5. The high-pressure box according to claim 4, characterized in that, if at least two of the heat dissipation ends are adjacent and have surfaces on the same plane, at least two of the surfaces are thermally connected to the same first heat transfer surface.

6. The high-pressure box according to claim 1, characterized in that, along the first direction, the orthographic projection of each cooling end onto the corresponding first plate surface covers the first region.

7. The high-voltage box according to claim 1, characterized in that at least a portion of the plurality of conductive members are stacked along the first direction, arranged in at least two layers with an interval between them, and an insulating support member is provided between two adjacent conductive members along the first direction.

8. The high-voltage box comprises a housing, and the plurality of electrical components, the plurality of conductive members, and the plurality of semiconductor cooling units are arranged inside the housing. The high-pressure box according to claim 1, characterized in that the side wall of the housing is provided with through-holes for ventilation and mounting, a second active heat dissipation unit is connected to the mounting through-hole, and at least one of the conductive members extends along the side wall of the housing in close proximity to the side wall of the housing.

9. The high-pressure box according to claim 8, wherein the high-pressure box includes a first active heat dissipation unit, and at least one of the first active heat dissipation unit and the second active heat dissipation unit includes a fan.

10. The high-voltage box includes a housing, the housing comprises a panel, the panel is connected to a plurality of electrical interfaces, and each conductive member is electrically connected to the corresponding electrical interface.
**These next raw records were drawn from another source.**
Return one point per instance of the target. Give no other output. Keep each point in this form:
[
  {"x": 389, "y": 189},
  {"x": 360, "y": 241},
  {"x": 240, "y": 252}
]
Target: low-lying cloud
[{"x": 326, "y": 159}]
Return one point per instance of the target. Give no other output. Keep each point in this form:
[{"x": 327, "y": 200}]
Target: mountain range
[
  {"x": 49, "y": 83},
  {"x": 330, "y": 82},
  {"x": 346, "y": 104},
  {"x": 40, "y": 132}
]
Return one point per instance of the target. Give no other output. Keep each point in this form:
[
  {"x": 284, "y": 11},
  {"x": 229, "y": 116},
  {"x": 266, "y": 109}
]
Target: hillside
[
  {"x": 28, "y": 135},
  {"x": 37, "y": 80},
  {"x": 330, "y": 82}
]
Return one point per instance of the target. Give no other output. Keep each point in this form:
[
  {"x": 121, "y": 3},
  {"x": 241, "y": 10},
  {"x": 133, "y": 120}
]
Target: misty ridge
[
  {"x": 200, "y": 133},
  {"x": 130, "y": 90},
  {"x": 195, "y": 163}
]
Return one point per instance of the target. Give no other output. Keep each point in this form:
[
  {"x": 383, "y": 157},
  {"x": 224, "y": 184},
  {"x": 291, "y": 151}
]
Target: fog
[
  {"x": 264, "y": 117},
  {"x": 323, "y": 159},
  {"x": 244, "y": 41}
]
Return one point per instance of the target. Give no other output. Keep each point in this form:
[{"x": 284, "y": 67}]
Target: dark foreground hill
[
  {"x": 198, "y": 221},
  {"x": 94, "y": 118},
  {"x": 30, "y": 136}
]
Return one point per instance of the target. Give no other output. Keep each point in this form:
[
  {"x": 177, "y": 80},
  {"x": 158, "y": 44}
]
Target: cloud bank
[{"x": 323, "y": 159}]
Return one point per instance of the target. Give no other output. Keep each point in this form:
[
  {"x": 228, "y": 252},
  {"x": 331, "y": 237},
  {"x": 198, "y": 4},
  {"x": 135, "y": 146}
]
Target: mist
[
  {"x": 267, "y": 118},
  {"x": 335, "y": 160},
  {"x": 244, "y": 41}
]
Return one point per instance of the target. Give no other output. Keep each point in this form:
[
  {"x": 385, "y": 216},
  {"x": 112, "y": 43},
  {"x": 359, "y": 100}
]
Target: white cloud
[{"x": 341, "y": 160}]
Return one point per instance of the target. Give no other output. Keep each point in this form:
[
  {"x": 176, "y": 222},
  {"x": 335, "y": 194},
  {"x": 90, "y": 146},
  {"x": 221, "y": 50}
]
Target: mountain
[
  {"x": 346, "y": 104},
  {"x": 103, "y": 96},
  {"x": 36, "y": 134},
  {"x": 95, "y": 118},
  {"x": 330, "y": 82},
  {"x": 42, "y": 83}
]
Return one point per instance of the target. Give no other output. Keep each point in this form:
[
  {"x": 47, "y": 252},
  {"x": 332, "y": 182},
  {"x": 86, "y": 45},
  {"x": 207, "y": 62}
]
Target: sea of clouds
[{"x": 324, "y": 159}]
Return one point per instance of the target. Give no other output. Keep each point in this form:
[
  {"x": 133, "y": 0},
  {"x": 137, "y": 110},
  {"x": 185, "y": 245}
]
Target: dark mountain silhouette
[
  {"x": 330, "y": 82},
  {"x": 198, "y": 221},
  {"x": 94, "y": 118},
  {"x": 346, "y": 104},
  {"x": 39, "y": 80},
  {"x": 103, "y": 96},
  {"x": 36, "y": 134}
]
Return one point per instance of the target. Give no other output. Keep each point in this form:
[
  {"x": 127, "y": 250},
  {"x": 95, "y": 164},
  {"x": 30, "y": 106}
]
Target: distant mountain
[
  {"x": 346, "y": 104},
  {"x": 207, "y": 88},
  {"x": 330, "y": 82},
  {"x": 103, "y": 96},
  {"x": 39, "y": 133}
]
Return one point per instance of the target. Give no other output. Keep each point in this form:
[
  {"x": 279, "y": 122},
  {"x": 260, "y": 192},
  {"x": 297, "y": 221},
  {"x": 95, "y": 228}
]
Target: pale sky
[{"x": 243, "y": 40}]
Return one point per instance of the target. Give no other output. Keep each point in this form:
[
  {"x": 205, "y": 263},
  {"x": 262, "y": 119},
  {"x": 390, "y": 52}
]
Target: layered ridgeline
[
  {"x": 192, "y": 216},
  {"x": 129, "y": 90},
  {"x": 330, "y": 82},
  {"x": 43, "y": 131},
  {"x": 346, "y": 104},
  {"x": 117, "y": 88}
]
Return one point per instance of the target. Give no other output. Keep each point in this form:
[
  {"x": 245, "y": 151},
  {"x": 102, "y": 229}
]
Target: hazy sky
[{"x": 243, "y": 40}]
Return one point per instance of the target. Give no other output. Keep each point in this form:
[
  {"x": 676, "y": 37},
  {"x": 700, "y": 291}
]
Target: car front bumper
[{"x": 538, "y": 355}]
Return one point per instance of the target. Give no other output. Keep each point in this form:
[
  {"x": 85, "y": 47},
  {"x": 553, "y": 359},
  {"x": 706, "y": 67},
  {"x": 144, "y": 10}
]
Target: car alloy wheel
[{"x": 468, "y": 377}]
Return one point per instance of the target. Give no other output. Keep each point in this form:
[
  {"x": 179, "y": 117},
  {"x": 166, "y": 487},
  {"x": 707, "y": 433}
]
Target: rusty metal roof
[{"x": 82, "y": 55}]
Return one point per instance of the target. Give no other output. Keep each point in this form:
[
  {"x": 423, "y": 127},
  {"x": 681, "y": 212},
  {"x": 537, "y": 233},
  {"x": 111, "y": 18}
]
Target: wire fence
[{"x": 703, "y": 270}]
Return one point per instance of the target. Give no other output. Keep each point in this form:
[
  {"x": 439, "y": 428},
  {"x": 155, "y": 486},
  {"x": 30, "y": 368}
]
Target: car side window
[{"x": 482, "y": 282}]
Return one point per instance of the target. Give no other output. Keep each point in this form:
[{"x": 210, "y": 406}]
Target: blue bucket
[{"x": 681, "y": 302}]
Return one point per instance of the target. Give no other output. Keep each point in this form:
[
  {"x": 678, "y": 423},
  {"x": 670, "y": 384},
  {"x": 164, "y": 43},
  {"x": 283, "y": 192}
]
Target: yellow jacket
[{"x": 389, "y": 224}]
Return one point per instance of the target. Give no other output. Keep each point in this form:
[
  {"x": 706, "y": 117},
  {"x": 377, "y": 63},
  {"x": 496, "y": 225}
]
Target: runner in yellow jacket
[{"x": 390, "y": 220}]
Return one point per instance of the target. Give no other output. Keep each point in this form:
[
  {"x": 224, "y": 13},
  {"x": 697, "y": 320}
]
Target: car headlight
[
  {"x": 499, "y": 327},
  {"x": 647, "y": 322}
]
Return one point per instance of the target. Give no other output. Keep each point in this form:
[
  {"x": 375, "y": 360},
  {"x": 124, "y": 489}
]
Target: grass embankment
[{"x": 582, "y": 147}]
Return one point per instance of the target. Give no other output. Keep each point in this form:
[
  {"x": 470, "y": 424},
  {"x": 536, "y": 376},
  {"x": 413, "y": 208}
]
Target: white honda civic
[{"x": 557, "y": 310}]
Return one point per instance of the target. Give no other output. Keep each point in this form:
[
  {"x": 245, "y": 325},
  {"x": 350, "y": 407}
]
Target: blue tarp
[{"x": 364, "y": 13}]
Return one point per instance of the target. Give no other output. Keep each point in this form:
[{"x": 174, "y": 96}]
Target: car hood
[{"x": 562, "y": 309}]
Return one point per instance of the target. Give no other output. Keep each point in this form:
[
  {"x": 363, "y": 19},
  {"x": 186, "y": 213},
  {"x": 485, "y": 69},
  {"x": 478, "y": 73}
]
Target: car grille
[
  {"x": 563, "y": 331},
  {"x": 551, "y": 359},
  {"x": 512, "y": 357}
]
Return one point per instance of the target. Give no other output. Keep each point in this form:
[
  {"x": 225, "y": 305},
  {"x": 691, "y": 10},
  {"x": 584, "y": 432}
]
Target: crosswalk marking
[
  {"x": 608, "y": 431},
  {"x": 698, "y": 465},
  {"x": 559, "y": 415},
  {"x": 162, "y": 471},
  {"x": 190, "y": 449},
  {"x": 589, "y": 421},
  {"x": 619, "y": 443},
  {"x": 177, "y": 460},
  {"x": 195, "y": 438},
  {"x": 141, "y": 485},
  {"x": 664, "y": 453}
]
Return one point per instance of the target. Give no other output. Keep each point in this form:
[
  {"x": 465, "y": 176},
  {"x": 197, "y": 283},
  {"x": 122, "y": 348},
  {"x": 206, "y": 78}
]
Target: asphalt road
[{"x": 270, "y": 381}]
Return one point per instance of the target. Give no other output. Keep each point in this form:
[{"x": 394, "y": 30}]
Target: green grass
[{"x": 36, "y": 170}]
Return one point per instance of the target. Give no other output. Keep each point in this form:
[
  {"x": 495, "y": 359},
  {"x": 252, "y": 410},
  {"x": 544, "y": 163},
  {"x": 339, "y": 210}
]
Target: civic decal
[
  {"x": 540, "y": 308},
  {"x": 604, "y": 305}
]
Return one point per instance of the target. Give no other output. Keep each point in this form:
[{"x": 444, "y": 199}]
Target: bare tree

The high-voltage box according to claim 1, wherein at least one cooling electrical interface is further connected to the panel, and the plurality of semiconductor cooling units are electrically connected to the at least one cooling electrical interface.

11. The high-voltage box according to claim 1, characterized in that the plurality of conductive members include solid structures formed of a conductive material.

12. The high-voltage box according to claim 1, characterized in that each of the aforementioned electrical components includes at least one of a precharge resistor, a precharge relay, a fuse, a high-voltage relay, a switching power relay, a switching power supply, an isolation switch, a current sensor, and a shunt.

13. An energy storage container comprising an energy storage cluster, a power conditioning system, and a high-voltage box according to any one of claims 1 to 12, wherein the high-voltage box is electrically connected to the energy storage cluster and the power conditioning system, respectively.